Having to analyse this requirement in a case, the European Court of the Human Rights, stated,
that: “From, at latest, 1957 onwards the Court of Cassation has always either confirmed the decision
of the courts below classifying a pharmaceutical-type product as medicinal or quashed decision by a
lower court finding that such a product fell outside the notion of medicinal product. Thus, well before
the events in the present case, the court of Cassation had adopted a clear position on this matter, which
with the passing time became even more firmly established”.
In this case, the European Court concluded that with the benefit of appropriate legal advice, the
applicant, who was, moreover, the manager of a supermarket, should have appreciated at the material
time that, in view of the line of case-law stemming from the Court of Cassation and from some of the
lower courts, he ran a real risk of prosecution for unlawful sale of medicinal product.
Finally, the European Court stated that there was no breach of Article 7 (Case Cantoni v.

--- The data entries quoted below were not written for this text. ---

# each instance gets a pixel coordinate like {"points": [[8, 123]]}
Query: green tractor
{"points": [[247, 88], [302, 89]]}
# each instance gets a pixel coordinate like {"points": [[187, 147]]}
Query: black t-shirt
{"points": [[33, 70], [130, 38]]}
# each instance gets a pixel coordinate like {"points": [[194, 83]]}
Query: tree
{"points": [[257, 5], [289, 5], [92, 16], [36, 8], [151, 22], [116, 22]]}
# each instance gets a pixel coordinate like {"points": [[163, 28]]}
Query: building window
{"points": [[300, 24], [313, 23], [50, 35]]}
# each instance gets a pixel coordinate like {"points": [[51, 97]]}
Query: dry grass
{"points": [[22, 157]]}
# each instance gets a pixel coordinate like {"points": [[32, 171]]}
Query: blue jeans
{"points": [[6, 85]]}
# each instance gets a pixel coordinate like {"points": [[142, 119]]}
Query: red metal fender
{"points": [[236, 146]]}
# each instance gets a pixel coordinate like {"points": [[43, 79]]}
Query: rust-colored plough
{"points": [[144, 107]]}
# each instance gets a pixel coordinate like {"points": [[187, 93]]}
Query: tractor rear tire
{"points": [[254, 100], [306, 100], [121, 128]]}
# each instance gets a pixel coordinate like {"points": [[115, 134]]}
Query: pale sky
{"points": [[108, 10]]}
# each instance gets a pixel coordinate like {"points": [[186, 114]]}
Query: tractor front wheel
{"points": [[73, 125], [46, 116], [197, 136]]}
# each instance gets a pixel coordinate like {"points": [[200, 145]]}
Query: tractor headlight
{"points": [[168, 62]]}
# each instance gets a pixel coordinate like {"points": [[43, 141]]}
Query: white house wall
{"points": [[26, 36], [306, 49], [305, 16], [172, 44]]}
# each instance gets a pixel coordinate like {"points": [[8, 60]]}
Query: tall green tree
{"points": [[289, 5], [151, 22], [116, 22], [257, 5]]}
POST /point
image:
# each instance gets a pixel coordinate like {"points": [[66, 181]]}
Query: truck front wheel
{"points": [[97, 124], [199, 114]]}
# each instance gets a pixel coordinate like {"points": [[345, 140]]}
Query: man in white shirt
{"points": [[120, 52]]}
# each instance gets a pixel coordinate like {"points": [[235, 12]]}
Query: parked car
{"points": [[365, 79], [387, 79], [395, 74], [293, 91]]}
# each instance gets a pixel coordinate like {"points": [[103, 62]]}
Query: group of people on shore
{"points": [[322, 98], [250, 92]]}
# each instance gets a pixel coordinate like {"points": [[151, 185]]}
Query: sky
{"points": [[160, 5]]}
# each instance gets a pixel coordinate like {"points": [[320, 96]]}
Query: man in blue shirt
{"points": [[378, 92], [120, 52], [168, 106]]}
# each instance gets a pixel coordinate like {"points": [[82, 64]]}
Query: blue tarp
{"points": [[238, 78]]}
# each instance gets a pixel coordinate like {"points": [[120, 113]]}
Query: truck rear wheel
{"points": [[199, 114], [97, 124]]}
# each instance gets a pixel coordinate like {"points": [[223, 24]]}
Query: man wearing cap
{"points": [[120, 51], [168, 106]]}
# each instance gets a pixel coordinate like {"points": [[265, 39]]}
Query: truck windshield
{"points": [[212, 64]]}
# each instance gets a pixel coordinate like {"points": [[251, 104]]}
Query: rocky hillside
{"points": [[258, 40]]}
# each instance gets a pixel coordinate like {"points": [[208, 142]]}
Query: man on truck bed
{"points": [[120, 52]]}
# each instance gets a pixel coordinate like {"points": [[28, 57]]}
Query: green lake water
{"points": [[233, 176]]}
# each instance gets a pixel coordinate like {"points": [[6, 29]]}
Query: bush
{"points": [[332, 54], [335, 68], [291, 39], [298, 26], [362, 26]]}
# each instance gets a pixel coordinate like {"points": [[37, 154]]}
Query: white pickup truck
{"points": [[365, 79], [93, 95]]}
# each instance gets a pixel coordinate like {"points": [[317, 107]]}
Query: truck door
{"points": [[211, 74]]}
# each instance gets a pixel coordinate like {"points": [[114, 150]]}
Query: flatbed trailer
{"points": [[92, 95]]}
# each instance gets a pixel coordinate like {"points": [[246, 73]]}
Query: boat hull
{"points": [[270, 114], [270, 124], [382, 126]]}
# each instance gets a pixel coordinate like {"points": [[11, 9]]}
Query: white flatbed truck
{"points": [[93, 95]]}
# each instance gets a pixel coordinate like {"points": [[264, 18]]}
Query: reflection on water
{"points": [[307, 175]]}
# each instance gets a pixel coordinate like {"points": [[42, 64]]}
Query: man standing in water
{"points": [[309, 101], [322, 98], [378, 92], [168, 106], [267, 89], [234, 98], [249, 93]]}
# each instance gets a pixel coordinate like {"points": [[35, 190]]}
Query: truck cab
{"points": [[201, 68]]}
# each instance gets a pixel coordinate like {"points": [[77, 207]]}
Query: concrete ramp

France). On the other hand, clearly drafted a legal provision may be, in any system of law, including
criminal law, there is an inevitable element of judicial interpretation. There will always be a need for
elucidation of doubtful points and for adaptation of changing circumstances. Indeed, in any country
the progressive development of the criminal law through judicial law-making is a well consolidated
and necessary part of legal tradition.
This principle cannot be understood as outlawing the gradual clarification of the rules of
criminal liability through judicial interpretation from case to case, provided that the resultant
development is consistent with the essence of the offence and could reasonably be foreseen.

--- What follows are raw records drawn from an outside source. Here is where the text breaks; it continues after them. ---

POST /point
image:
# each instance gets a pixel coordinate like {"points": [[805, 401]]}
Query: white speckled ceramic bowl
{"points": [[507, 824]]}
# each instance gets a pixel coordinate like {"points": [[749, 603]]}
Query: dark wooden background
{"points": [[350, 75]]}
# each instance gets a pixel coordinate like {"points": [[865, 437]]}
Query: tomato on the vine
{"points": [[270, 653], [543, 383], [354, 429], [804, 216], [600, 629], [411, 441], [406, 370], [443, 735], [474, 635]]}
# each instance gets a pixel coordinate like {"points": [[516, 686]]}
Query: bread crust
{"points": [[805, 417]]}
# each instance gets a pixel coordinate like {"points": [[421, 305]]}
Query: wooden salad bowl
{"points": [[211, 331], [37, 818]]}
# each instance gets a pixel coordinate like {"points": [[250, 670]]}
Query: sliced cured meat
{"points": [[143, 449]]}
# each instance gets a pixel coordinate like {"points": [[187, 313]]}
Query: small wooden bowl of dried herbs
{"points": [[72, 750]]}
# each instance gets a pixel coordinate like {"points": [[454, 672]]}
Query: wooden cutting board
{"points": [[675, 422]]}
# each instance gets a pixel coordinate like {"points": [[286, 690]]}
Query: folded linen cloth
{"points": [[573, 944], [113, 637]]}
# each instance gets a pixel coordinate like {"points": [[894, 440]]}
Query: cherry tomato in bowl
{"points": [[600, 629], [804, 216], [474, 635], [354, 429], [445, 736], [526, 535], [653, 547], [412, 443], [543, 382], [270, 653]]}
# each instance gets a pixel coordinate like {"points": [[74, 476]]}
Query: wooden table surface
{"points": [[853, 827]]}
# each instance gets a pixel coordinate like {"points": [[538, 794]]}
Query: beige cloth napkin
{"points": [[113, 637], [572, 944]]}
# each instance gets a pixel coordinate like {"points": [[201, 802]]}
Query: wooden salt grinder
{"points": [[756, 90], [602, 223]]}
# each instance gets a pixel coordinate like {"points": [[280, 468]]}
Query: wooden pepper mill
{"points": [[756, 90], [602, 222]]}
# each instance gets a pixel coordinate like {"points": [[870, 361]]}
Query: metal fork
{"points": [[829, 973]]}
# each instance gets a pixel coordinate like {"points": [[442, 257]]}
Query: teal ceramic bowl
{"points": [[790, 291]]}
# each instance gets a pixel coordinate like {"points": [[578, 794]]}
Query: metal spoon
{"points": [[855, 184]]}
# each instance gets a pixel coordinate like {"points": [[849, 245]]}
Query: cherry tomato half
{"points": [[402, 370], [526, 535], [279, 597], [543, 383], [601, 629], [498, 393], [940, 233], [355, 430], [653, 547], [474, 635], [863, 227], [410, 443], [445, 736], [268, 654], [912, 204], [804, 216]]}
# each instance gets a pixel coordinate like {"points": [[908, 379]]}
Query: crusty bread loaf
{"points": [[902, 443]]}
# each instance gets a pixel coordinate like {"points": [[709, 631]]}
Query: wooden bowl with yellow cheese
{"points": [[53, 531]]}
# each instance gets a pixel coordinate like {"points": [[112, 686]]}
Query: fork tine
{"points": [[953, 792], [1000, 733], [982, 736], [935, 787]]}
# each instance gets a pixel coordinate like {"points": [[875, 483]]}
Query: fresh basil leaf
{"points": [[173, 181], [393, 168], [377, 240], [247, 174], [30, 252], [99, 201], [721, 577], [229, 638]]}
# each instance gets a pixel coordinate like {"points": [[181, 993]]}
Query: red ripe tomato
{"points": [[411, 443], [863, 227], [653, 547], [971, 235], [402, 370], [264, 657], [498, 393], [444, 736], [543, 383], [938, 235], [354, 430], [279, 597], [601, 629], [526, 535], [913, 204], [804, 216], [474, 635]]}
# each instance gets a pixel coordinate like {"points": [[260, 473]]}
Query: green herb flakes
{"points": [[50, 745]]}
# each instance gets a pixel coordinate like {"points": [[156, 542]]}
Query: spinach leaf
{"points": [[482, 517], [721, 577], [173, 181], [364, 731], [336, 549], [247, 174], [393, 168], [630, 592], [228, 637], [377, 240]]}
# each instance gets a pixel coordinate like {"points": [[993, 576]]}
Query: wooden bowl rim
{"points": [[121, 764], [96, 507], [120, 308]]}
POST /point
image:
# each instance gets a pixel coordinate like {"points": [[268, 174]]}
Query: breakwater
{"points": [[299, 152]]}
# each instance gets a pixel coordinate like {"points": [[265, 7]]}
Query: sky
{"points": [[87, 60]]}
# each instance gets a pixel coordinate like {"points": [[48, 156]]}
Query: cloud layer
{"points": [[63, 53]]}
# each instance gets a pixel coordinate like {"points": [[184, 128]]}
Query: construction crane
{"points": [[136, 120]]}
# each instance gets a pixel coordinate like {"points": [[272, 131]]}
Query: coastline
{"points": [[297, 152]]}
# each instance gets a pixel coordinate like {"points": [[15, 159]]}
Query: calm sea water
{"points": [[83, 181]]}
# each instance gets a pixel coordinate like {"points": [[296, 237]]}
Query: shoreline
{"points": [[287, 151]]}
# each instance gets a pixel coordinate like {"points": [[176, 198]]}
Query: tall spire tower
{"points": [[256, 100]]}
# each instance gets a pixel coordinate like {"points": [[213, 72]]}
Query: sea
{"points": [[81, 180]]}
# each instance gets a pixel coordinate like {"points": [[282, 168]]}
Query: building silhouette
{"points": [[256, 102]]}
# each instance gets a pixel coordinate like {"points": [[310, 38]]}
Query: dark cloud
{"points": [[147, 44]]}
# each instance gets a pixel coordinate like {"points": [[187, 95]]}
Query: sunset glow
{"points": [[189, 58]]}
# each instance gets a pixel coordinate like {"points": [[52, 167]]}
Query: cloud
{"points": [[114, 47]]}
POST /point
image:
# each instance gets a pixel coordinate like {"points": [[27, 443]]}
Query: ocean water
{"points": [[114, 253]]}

Having to solve a case, the European Court of Human Rights, stated: ”The essentially debating
character of rape is so manifest that the result of the decisions of the Court of Appeal and House of
Lords – that the applicant could be convicted of attempted rape, irrespective of his relationship with
the victim – cannot be said to be at variance with the object and purpose of Article 7 of the
Convention (European Convention of Human Rights), namely to ensure that no one should be
subjected to arbitrary prosecution, conviction or punishment. What is more, the abandonment of the
unacceptable idea of a husband being immune against prosecution of rape of his wife was in
conformity not only with a civilized concept of marriage but also, and above all, with the fundamental
objectives of the Convention, the very essence of which is respect for human dignity and human
freedom.
Having reached to this conclusion, the Court does not find it necessary to enquire into whether
the facts in the applicantʹ case were covered by the exceptions to the immunity rule already made by
RAIS Conference Proceedings, November 19-20, 2018 292

the English courts before 12 November 1989. In short, the Court found that the national courtsʹ
decisions that the applicant could not invoke immunity to escape conviction and sentence for
attempted rape his wife did not give rise to a violation of his rights under Article 7 para. 1 of the
Convention” (Case C.R. v. The United Kingdom).

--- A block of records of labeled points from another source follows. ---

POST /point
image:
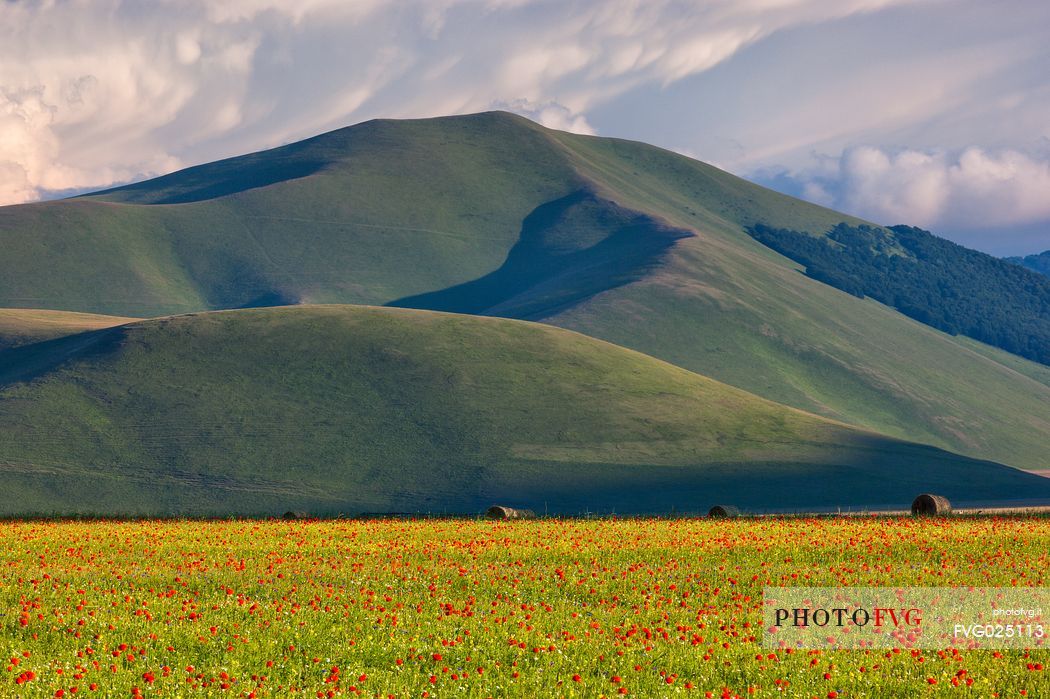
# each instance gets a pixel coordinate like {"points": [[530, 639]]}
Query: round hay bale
{"points": [[503, 512], [930, 505], [723, 511]]}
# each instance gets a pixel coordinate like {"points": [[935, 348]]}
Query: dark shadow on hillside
{"points": [[222, 178], [270, 299], [569, 250], [26, 362], [877, 472]]}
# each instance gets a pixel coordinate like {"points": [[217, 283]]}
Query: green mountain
{"points": [[1040, 262], [933, 280], [25, 326], [492, 214], [339, 408]]}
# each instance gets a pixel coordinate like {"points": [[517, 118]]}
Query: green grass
{"points": [[25, 326], [356, 409], [496, 215]]}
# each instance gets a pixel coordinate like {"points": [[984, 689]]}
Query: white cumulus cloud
{"points": [[968, 190]]}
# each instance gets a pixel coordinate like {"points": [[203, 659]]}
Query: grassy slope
{"points": [[616, 239], [349, 408], [25, 326]]}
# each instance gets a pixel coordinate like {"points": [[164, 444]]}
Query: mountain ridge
{"points": [[411, 210], [349, 409]]}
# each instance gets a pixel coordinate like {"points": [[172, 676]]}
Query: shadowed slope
{"points": [[27, 325], [458, 214], [344, 408], [570, 249]]}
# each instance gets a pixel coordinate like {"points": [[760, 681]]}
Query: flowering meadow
{"points": [[462, 608]]}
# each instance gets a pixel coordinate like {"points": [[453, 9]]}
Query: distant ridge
{"points": [[494, 214], [347, 409], [1040, 262]]}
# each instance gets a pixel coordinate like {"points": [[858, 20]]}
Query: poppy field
{"points": [[469, 608]]}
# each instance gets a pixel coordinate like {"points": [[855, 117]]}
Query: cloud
{"points": [[97, 91], [967, 190]]}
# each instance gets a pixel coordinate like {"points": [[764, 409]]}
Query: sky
{"points": [[928, 112]]}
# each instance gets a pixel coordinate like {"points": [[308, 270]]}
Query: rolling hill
{"points": [[495, 215], [354, 409]]}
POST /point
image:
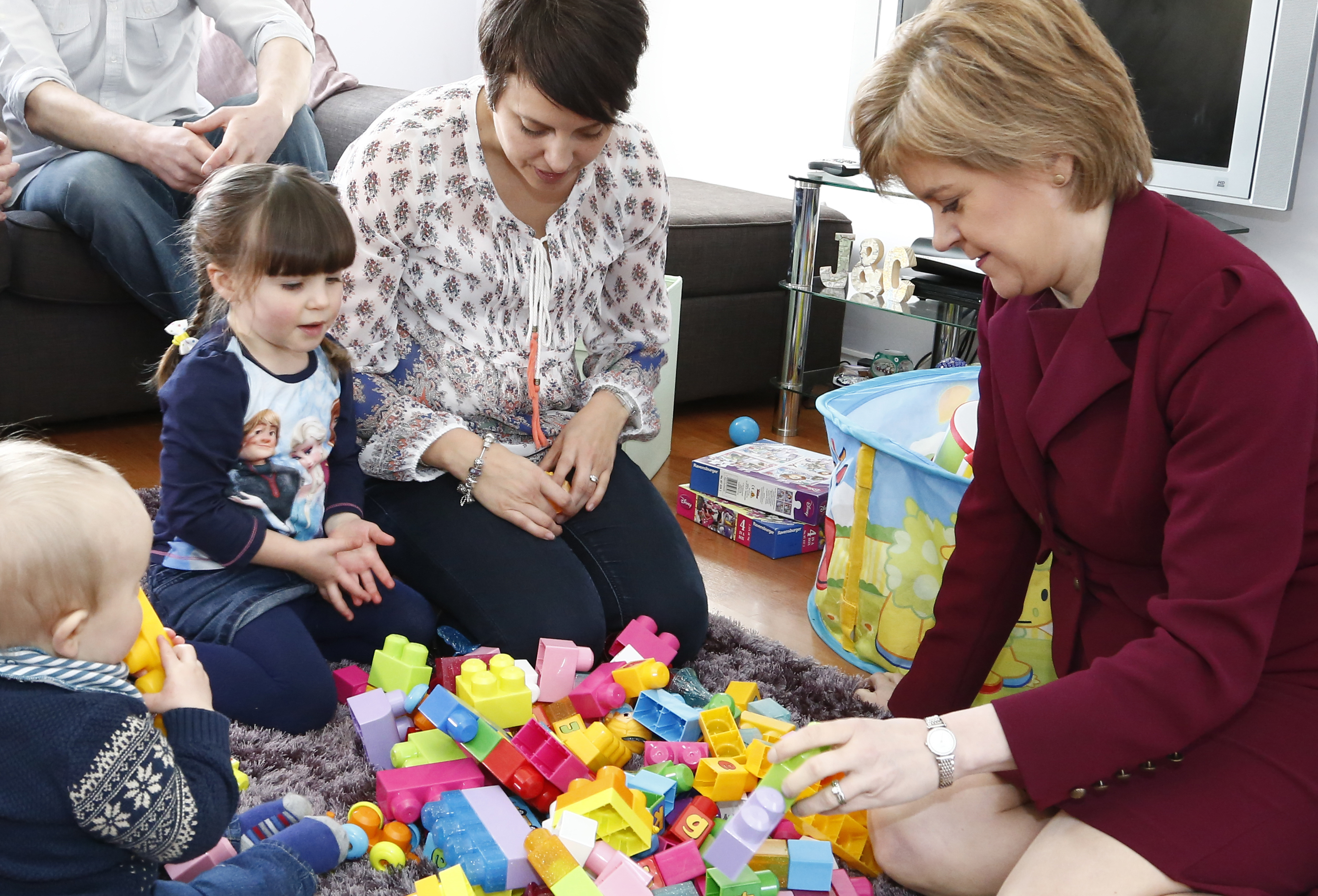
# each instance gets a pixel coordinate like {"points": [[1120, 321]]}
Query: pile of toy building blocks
{"points": [[516, 777]]}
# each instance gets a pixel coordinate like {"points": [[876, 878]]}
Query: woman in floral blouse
{"points": [[498, 220]]}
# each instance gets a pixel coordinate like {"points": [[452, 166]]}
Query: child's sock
{"points": [[319, 841], [269, 819]]}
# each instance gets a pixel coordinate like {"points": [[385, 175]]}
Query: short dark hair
{"points": [[582, 54]]}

In other case, the European Court recalled that Article 7 of the Convention requires offences to
be ”clearly defined in law”. That condition is satisfied where the individual can know from the
wording of the relevant provision and, if need be, with the assistance of the courtsʹ interpretation of it,
what acts and omissions will make him liable.
In this case the Court noted that: ”It is true that, in the context of audiovisual communication,
the words - fixed prior to being communicated to the public – may seem to indicate that a publishing
director cannot be convicted of an offence under section 93-3 pf the 1982 Act unless the offending
statement has been recorded before being broadcast. Thus construed, section 93-3 cannot form the
basis for the successful prosecution of a publishing director where the statement had been broadcasted
live. The Court notes moreover that the Government have not supplied any evidence that before the
applicantsʹ trial the domestic courts had applied section 93-3 in circumstances similar to those of the
present case”. (The applicants complained that the criminal law had been extensively applied in that
when finding that “the content of the offending statement [had been] fixed prior to being
communicated to the public” despite the fact that all the news bulletins and flashes concerned had
been broadcast live, the domestic courts had based their finding of the second and third applicants’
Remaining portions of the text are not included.